During our discussion, Joel offered an intriguing look into the current culture of experimentation at Rec Room, detailing its evolution over the past few years and backing his insights with several real-world examples. Here's a concise overview of the key points discussed:
Joel revealed Rec Room's unique approach to product development: a continuous shipping model that prioritizes "ready → fire → aim," in stark contrast to the conventional "ready → aim → fire" method. This approach helps to avoid the pitfalls of analysis paralysis, instead emphasizing rapid deployment and learning from real-world feedback.
Recently, "repeat" has been incorporated into this cycle, embodying the principle that "iteration is quality." This emphasizes refining existing features over constantly seeking to create new ones. Joel underscored the importance of experimentation in this process, as it plays a pivotal role in understanding user needs and shaping product decisions.

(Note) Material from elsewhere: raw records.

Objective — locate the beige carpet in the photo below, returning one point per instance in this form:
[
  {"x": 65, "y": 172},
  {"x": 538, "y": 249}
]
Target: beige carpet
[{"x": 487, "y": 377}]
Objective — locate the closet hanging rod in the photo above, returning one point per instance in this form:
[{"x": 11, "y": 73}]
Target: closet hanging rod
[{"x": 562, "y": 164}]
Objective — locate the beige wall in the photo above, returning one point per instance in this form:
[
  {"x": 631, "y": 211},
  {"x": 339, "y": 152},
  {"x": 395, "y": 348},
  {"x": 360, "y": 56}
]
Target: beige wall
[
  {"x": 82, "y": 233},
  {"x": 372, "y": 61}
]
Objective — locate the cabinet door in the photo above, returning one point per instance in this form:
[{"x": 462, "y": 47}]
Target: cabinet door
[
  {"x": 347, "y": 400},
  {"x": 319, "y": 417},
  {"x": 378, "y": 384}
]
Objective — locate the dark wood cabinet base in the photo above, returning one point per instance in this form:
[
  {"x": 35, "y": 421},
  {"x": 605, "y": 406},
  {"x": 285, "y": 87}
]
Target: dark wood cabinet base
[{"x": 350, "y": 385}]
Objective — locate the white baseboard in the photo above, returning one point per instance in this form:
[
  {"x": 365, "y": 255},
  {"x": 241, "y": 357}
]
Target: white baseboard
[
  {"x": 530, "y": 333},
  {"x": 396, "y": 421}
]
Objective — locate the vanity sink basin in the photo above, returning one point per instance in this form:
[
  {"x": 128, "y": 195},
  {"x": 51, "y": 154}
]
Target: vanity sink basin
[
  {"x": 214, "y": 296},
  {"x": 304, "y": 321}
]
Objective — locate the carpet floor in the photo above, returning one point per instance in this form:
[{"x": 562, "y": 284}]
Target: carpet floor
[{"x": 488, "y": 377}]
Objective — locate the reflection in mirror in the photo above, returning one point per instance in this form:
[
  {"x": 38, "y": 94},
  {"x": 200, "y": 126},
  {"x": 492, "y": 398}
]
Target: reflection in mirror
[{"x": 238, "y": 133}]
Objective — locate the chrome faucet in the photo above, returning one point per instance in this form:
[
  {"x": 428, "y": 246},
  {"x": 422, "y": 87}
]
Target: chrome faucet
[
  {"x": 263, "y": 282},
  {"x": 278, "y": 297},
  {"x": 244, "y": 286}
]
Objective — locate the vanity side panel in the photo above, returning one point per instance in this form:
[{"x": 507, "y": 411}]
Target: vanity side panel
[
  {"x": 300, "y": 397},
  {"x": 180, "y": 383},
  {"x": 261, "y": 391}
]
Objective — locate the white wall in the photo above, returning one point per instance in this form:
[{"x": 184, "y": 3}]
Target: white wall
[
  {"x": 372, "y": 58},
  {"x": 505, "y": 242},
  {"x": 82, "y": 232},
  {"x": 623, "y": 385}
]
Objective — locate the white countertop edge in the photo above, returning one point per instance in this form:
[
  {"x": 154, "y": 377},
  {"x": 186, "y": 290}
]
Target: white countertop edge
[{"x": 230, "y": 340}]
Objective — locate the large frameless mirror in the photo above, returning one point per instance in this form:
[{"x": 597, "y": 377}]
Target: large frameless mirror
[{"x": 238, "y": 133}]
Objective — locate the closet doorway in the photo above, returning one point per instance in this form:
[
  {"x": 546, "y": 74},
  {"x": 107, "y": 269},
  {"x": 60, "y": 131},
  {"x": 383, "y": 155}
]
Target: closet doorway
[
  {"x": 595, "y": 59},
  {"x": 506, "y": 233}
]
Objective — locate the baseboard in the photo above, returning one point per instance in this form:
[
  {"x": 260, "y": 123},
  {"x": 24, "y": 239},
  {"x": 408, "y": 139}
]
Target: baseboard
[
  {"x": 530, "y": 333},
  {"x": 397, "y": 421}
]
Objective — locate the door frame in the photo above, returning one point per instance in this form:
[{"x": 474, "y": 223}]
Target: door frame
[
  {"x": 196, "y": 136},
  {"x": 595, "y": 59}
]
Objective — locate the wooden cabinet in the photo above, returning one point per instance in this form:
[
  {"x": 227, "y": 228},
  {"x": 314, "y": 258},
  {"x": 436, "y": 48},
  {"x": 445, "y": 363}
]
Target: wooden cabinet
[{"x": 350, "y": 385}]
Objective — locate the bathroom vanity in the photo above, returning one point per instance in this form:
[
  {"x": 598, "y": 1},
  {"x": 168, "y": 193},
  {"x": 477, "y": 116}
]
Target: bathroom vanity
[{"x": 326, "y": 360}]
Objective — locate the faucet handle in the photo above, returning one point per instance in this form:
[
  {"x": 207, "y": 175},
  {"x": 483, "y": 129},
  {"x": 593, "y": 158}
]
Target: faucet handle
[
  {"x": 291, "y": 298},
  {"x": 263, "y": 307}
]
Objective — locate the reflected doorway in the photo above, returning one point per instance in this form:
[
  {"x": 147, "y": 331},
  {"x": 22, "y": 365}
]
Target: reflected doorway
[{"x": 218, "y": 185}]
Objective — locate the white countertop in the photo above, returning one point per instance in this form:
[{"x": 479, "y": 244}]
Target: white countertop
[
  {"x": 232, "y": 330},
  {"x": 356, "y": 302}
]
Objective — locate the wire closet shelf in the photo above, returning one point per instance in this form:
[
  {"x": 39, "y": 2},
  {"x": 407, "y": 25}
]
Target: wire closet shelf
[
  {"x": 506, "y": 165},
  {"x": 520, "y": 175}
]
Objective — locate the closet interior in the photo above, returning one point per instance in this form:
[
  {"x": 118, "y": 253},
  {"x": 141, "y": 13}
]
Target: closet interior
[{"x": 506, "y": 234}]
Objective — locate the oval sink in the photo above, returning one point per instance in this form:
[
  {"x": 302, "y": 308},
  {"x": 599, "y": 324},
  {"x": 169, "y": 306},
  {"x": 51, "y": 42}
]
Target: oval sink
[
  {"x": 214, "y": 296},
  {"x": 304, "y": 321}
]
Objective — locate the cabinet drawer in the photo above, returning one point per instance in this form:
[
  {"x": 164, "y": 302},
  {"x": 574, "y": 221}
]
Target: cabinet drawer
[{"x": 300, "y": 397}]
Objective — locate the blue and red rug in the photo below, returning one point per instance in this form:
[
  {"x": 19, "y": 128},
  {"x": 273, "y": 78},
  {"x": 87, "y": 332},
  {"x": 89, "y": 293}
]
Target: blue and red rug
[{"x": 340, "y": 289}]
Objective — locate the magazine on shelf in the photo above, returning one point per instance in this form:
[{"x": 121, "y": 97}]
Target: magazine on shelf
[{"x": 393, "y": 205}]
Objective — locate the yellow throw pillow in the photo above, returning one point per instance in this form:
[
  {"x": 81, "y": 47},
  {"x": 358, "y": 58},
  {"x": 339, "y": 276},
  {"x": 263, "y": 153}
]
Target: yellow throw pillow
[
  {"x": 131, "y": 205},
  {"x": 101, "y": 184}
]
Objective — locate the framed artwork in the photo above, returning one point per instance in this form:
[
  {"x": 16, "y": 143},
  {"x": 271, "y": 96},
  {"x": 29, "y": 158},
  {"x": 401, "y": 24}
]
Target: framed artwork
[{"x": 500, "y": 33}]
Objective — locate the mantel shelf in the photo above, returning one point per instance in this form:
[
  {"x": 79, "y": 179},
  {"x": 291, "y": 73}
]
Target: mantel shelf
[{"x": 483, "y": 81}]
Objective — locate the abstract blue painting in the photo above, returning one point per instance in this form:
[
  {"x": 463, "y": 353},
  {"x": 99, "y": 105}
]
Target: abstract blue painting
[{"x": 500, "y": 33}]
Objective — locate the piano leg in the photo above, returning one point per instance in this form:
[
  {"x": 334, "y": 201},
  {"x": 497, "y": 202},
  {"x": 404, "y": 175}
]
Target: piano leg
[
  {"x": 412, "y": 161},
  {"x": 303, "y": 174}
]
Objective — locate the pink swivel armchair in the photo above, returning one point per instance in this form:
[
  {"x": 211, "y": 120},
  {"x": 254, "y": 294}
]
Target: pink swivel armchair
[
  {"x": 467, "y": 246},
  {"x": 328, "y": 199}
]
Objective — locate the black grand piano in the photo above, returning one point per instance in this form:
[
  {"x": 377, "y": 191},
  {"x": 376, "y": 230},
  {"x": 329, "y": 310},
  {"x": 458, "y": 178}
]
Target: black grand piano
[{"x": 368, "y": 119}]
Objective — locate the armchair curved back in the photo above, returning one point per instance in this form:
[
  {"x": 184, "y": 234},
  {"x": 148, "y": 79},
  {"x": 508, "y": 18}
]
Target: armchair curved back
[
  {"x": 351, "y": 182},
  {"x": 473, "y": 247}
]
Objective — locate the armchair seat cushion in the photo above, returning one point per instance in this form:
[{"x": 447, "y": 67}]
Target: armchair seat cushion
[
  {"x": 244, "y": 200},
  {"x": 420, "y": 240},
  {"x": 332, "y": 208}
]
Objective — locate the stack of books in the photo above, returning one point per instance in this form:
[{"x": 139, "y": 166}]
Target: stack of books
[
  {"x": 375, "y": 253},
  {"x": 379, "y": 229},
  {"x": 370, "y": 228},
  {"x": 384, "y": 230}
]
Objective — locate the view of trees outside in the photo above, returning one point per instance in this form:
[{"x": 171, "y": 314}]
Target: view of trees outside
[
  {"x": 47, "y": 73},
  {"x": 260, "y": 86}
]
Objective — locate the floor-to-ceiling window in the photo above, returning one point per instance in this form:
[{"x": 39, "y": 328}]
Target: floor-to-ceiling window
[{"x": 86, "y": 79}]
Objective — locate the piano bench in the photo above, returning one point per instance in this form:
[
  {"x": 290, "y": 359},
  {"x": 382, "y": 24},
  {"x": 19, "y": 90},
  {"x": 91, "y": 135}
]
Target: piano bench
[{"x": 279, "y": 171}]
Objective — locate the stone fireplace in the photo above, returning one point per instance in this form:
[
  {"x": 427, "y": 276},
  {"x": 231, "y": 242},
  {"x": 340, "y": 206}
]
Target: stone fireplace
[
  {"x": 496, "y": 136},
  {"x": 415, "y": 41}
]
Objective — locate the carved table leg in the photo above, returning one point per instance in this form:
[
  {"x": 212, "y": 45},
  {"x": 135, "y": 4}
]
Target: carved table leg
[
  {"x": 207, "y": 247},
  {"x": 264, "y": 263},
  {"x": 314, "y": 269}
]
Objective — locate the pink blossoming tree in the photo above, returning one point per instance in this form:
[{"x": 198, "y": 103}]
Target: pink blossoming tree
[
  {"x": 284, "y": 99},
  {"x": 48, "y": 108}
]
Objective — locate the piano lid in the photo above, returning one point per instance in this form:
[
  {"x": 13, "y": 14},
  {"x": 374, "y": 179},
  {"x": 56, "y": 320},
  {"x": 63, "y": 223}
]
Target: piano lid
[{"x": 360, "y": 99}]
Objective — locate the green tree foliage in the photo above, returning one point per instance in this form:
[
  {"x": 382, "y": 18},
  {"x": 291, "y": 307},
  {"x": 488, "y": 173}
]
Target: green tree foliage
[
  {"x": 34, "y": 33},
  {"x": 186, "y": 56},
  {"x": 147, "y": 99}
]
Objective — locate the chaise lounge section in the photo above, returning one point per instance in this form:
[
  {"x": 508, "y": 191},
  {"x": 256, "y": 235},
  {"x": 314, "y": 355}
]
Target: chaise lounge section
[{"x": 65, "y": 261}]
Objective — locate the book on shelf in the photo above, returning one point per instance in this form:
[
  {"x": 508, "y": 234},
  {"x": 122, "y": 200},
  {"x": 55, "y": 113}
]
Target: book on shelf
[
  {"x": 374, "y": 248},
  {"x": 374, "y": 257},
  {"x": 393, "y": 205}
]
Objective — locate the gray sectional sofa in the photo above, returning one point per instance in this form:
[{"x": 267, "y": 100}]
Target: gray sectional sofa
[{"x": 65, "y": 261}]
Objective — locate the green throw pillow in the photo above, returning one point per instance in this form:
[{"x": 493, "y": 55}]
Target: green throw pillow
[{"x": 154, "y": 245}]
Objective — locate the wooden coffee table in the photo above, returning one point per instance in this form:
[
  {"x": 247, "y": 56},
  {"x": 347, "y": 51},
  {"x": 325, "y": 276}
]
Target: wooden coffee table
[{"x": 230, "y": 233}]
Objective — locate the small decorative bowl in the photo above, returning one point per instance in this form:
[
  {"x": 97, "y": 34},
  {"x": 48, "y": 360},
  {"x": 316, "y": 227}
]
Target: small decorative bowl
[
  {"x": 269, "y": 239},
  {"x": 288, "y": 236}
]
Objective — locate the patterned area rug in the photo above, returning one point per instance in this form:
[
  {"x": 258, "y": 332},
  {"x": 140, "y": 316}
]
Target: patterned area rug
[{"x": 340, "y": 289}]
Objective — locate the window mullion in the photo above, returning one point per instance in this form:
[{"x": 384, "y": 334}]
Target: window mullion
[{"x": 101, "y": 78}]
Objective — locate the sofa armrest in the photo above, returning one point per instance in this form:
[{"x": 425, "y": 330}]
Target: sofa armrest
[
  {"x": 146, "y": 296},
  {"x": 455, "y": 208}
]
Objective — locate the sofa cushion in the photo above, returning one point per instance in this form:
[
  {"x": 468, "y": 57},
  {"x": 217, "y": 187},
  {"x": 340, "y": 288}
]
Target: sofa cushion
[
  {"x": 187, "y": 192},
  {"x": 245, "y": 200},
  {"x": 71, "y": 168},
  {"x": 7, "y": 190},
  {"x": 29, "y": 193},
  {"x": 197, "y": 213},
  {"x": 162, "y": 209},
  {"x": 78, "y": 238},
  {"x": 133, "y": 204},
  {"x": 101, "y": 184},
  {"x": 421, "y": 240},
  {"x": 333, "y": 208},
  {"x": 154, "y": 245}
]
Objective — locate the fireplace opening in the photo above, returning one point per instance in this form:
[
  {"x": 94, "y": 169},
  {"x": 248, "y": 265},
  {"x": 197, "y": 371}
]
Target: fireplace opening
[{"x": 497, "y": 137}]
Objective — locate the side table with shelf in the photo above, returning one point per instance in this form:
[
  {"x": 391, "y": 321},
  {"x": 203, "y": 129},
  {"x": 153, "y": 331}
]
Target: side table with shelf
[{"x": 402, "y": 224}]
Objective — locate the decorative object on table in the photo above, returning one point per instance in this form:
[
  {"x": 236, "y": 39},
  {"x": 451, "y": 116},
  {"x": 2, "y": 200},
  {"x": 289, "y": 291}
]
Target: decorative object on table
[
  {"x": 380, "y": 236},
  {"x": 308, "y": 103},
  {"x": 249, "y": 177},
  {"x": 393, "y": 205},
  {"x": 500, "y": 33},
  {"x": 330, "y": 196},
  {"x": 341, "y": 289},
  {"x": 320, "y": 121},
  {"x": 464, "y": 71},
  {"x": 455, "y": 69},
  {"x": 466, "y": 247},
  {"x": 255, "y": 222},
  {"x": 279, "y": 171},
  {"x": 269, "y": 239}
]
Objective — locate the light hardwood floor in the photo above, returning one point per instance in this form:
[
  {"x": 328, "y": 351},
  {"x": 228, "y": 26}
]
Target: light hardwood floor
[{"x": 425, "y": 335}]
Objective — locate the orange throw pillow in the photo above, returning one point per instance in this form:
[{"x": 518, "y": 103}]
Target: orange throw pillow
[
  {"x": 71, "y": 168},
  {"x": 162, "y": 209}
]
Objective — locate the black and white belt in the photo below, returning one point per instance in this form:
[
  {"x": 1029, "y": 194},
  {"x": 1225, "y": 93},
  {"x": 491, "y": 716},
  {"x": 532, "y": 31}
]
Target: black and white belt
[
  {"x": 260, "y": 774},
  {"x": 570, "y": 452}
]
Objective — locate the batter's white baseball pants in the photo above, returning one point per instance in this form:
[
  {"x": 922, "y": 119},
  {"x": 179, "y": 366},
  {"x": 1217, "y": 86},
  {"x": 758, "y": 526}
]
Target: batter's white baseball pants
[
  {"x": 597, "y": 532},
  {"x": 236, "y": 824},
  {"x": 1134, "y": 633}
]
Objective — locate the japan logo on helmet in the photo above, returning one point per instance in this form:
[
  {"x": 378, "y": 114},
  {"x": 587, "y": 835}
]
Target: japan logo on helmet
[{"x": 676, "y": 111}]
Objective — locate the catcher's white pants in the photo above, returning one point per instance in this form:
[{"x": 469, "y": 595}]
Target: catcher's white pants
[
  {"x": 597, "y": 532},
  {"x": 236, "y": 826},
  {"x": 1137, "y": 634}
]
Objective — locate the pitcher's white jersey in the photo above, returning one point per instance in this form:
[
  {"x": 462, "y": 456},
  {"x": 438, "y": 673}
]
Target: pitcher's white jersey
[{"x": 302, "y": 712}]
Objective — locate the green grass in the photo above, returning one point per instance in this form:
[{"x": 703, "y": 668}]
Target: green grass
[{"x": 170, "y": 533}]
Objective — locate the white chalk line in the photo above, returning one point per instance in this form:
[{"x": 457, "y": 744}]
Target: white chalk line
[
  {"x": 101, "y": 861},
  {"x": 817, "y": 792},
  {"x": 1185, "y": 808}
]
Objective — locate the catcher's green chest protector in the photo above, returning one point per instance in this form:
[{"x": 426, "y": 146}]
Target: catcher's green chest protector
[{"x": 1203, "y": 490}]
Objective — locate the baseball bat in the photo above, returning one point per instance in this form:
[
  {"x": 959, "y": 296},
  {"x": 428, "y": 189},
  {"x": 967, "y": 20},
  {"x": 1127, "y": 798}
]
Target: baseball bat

A significant insight from Joel was the necessity of leadership support in cultivating an experimental culture.
He emphasized that this backing from leadership is vital for promoting trust and autonomy in teams, enabling them to test every new idea and make data-driven decisions confidently. Achieving early wins can pave the way; Joel shared how early successes in experimentation propelled their journey. He recounted a specific instance where a sleek UI redesign inadvertently led to a drop in key metrics. This was due to the prominent placement of a call-to-action (CTA) message in the older version.
This discovery prompted a strategic repositioning of the CTA, demonstrating the immediate impact of their experimental approach across the company.
Joel highlighted key factors that have been instrumental in scaling Rec Room's experimentation capabilities, enabling the company to conduct hundreds of experiments annually.
A crucial step was simplifying the process for teams to initiate tests. By investing in the right tools and debunking the misconception that integrating a feature into an A/B test was laborious, Joel made experimentation more accessible. He evangelized an enlightening quote from an engineer on their team internally: “It would take about 30 minutes to make this feature an A/B test,” which effectively challenged the belief that testing would add an extra day to the development process.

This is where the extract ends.